Accelerating SGX - Githubissues

kylebystrom commented 3 years ago

Hi PySCF Developers,

I am interested in doing some coding to accelerate the SGX module but wanted to ask for feedback and advice first since I'm new to molecular integral evaluation. I did some basic analysis and profiling of the code below.

I have been using the SGX module in my research and have found it quite useful. However, I have also noticed that it is significantly slower than ORCA's COSX, in spite of the fact that all the computationally expensive parts of the PySCF implementation are written in parallel in C. I have noticed several differences between the ORCA COSX and PySCF SGX, and I was wondering if you had any insights into which of these differences might result in the performance difference.

ORCA does P-junction screening, while PySCF does not. In addition, COSX computes the exchange potential for density matrix differences, rather than total density matrices.
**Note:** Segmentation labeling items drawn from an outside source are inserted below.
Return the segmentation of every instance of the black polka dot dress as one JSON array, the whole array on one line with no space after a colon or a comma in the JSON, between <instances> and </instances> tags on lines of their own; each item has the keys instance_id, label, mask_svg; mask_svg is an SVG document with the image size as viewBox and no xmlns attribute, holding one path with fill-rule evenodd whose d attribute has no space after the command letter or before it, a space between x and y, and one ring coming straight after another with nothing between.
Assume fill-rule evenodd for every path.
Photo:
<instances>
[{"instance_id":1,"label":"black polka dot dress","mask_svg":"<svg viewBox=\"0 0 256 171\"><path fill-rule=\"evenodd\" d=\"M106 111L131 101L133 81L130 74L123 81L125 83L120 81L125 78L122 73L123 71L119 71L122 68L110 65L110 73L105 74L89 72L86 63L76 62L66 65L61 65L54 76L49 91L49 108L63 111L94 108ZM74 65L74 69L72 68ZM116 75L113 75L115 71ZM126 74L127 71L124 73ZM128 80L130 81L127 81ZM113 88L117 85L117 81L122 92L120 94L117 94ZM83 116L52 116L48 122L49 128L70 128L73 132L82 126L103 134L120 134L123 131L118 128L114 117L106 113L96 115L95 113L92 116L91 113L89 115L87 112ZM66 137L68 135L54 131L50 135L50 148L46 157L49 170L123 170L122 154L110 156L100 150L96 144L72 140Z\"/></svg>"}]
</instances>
Therefore, even for small molecules COSX can get significant P-junction screening.
ORCA vectorizes their ESP integrals by putting the real-space coordinates on the inner loop.
ORCA uses McMurchie-Davidson integration and calculates the incomplete gamma function directly, and they store all the Hermite expansion coefficients and reuse them for different grid points. I am not sure if there is any way to do this for Rys quadrature, which is the approach used by libcint. Are there any quantities that can be precomputed and reused within the Rys quadrature approach that are not already? I saw that the pair data is precomputed for 3-center, 2-electron integrals.

I also did some tests and found that while PySCF's analytical exchange is only a bit slower than ORCA, its SGX is much slower. The table below shows seconds per SCF iteration for B3LYP/def2-QZVPPD. I did methane and ethane on 1 core and octane on 16 cores. I am not sure why ORCA is so slow and PySCF so fast for methane with analytical integration, but the other data illustrate the performance difference well. Also, I think PySCF's grids are a bit larger than ORCA's for COSX (PySCF has more radial grids), but that does not account for the performance difference.

	pyscf-analytical	pyscf-sgx	orca-analytical	orca-cosx
methane	2.0	6.8	6.4	2.3
ethane	39.1	27.8	35.4	9.2
octane	157.3	62.9	112.8	12.8

I have also attached a couple of valgrind-callgrind output files, one with inclusive timing (profile_inclusive.txt) and one with exclusive timing (profile_exclusive.txt). What stood out to me is the time taken by the recurrence relations, Cartesian to Spherical functions, and SGX contraction, which might be accelerated significantly by vectorization. profile_exclusive.txt profile_inclusive.txt

Do you have any feedback or suggestions for approaching this problem?

Thanks, Kyle

P.S. Here is the script used to generate the profile output:

from pyscf import gto, dft
from pyscf.sgx.sgx import sgx_fit
import time
atom = '''
H 0.0000000 0.0000000 0.0000000
H 0.0000000 0.0000000 0.7400000
'''
mol = gto.Mole(atom=atom)
mol.basis = 'def2-qzvppd'
mol.verbose = 4
mol.build()
start = time.monotonic()
ks = dft.RKS(mol)
ks.xc = 'B3LYP'
ks = sgx_fit(ks)
ks.with_df.dfj = True
ks.kernel()
stop = time.monotonic()
sgx_time = stop - start
print()
print('SEMINUMERICAL X TIME:', sgx_time)

gkc1000 commented 3 years ago

Hi, thanks for your interest in PySCF! Improving the SGX module would be great.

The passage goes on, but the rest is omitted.